The chants of “Equal Pay! Equal Pay!” from the stands following the United States women’s national team’s (USWNT) Women’s World Cup championship on Sunday said it all.
This wasn’t just the USWNT’s record fourth Women’s World Cup — this was also a potential turning point for women’s sports in our country.
Granted, it feels like we say this after every major international tournament, especially the ones the U.S. wins.
So, was it?
There are two key factors that will tell if this Women’s World Cup was as big a turning point as it seemed Sunday: the aforementioned equal pay when compared with the U.S. men’s national team (USMNT) and a successful domestic league for USWNT players to play in during club play.
Equal Pay — Now!
There’s no arguing the USWNT has been more successful historically than its male counterpart, and the gap has grown wider in recent years.
Since the the USWNT’s 2015 title, the men’s team has become a circus. It’s currently on its third permanent coach and did not even qualify for the 2018 World Cup — something it hadn’t failed to do in over 30 years. With the exception of Christian Pulisic, there aren’t any household names playing on the men’s side these days.
Meanwhile, USWNT coach Jill Ellis just became the first coach to successfully defend a Women’s World Cup title and did it with a team filled with household names like Alex Morgan, Megan Rapinoe and Carli Lloyd.
However, the compensation the women receive doesn’t hold a candle to what the men make, which led 28 USWNT players to file a lawsuit against the U.S. Soccer Federation (USSF) for wage discrimination earlier this year.
If the USWNT and USMNT each played 20 exhibition games in a year and both teams won all 20, a USWNT player would earn a maximum of $99,000 while a comparable USMNT player would earn an average of $263,320, according to the complaint. That’s about 38 cents for every dollar a USMNT player makes, which is astonishing even for a world where women are consistently underpaid all the time.
But revenue matters, right? That’s what critics of the lawsuit have said, at least.
In the three years spanning 2016 to 2018, USWNT games generated $50.8 million in revenue compared with $49.9 million from men’s games, according to audited financial statements from the USSF obtained by The Wall Street Journal.
Enough is enough.
Pay the women their fair share already.
A little help would be nice, too.
Now that the Women’s World Cup is over, all 23 USWNT players will return home to play for their club teams in the National Women’s Soccer League (NWSL), a league that has struggled to gain sponsors and fans in the stands since its inception in 2013.
The league is averaging around 5,000 fans through 12 weeks of play this season.
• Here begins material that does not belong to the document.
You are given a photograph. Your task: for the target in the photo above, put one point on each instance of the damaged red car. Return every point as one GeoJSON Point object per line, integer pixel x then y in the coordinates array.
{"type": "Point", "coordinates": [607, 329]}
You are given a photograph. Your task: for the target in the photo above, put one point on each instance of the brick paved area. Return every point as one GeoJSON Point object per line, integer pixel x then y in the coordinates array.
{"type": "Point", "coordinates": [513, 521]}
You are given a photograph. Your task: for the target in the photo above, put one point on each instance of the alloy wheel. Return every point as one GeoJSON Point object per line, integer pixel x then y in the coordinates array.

Only the Portland Thorns and Utah Royals are averaging at least 10,000.
The NWSL did not have a linear television deal in place until last week, roughly halfway through its season, when it announced ESPN networks will air 14 games as the season reaches its end.
How can fans be expected to gain interest in a league they couldn’t even watch on television?
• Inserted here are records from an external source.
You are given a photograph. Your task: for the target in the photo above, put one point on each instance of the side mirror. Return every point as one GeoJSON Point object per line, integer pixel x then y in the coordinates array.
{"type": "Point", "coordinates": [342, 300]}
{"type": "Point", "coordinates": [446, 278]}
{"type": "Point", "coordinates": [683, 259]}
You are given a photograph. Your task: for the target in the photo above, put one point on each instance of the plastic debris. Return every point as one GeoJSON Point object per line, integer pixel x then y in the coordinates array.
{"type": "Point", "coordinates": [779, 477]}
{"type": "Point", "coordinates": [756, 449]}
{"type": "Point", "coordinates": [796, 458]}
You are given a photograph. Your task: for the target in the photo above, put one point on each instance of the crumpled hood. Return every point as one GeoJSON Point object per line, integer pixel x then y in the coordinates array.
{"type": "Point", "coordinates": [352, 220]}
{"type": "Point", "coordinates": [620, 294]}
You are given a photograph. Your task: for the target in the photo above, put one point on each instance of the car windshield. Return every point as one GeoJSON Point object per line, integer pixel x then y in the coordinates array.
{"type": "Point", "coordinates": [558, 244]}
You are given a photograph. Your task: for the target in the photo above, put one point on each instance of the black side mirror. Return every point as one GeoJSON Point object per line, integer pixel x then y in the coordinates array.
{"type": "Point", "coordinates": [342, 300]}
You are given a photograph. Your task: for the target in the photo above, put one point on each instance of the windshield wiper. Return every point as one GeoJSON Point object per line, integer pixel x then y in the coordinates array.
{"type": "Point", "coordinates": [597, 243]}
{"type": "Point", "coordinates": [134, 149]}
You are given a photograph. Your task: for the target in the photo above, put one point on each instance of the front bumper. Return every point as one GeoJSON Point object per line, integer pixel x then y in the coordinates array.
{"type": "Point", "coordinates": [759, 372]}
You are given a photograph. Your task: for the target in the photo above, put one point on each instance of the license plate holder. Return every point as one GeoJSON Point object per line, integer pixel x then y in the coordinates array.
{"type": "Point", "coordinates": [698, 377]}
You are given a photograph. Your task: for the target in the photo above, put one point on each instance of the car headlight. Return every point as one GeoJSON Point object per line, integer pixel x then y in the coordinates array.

Hours before the Women’s World Cup final, Budweiser announced a multi-year sponsorship deal to become the first official beer of the league, stating it “won’t stop watching” women’s soccer even though the Women’s World Cup is over.
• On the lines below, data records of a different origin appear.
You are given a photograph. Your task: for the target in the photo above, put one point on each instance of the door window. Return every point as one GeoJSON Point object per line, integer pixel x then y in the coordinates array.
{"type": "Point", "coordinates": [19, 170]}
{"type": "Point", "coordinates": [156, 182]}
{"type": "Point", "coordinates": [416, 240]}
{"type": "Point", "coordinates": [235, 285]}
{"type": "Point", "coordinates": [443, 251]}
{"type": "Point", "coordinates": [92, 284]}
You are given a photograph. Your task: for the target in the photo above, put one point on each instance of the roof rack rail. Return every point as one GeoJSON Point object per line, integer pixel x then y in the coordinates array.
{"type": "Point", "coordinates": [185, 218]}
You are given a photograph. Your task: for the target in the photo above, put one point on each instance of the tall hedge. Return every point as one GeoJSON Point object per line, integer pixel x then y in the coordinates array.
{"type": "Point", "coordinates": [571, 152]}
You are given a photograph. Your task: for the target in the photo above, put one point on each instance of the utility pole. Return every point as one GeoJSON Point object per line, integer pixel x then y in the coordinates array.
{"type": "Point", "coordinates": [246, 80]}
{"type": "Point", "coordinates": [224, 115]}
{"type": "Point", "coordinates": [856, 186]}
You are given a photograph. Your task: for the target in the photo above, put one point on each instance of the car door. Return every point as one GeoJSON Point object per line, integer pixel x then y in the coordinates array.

The ESPN and Budweiser announcements are great news, but it’s fair to wonder if they’ll actually stick around once the World Cup hangover fades.
If the NWSL is ever to truly thrive, it needs the same backing other top women’s leagues get, such as the FA Women’s Super League in England, which is run by the Football Association, the organization that runs the entire men’s soccer pyramid below the Premier League.
The European investments are paying off as well. Of the 16 teams that advanced to the knockout round of the Women’s World Cup, eight of them were European. The USWNT only played European teams from its third group stage game onward.
It is critical for the U.S. to keep pace with Europe, both with its national team and domestic league. It is not a matter of if, but rather when, many European teams will be serious challengers to the U.S.
It’s time Major League Soccer lends a hand to the NWSL. Some MLS teams, like Orlando City and the Portland Timbers, already operate NWSL clubs, so a partnership — or perhaps even more than that — is not without precedent.
Twelve MLS clubs already operate reserve clubs in the second and third divisions of the men’s professional pyramid, so MLS and its teams have already set the of investing in what are apparent loss leaders for the greater good of growing the game in the U.S.
How will history truly remember this moment?
Once the ticker-tape parade in New York has been cleaned up and the “I only care about soccer every four years” crowd retreats, what will be left?
Will Morgan go back to playing in front of fewer than 5,000 people every week in a league with no true television deal?
Just as importantly, will she be paid what she truly deserves going forward?
That’s how we’ll know if this was truly a turning point in women’s sports.